AI Article Synopsis
- Researchers created a new treatment for non-small cell lung cancer (NSCLC) using a nanoparticle that delivers siRNA to target and reduce polo-like kinase 1 (PLK1), enhancing radiation therapy effectiveness.
- The nanoparticle is designed to specifically target cancer cells with high levels of the epidermal growth factor receptor (EGFR), which is present in about 50% of lung cancer cases.

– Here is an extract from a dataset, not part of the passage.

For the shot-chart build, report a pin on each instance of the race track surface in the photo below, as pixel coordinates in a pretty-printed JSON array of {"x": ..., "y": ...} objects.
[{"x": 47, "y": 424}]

- In laboratory and animal studies, this new therapy not only caused cancer cell death but also improved overall survival by reducing tumor growth, suggesting it could be useful for other cancers with similar EGFR characteristics.
Article Abstract
Radiation sensitizers that can selectively act on cancer cells hold great promise to patients who receive radiation therapy. We developed a novel targeted therapy and radiation sensitizer for non-small cell lung cancer (NSCLC) based on cetuximab conjugated nanoparticle that targets epidermal growth factor receptor (EGFR) and delivers small interfering RNA (siRNA) against polo-like kinase 1 (PLK1). EGFR is overexpressed in 50% of lung cancer patients and a mediator of DNA repair, while PLK1 is a key mitotic regulator whose inhibition enhances radiation sensitivity. The nanoparticle construct (C-siPLK1-NP) effectively targets EGFR + NSCLC cells and reduces PLK1 expression, leading to G2/M arrest and cell death. Furthermore, we show a synergistic combination between C-siPLK1-NP and radiation, which was confirmed in vivo in A549 flank tumors. We also demonstrate the translational potential of C-siPLK1-NP as a systemic therapeutic in an orthotopic lung tumor model, where administration of C-siPLK1-NP reduced tumor growth and led to prolonged survival. Our findings demonstrate that C-siPLK1-NP is effective as a targeted therapy and as a potent radiation sensitizer for NSCLC. Potential application to other EGFR + cancer types such as colorectal and breast cancer is also demonstrated.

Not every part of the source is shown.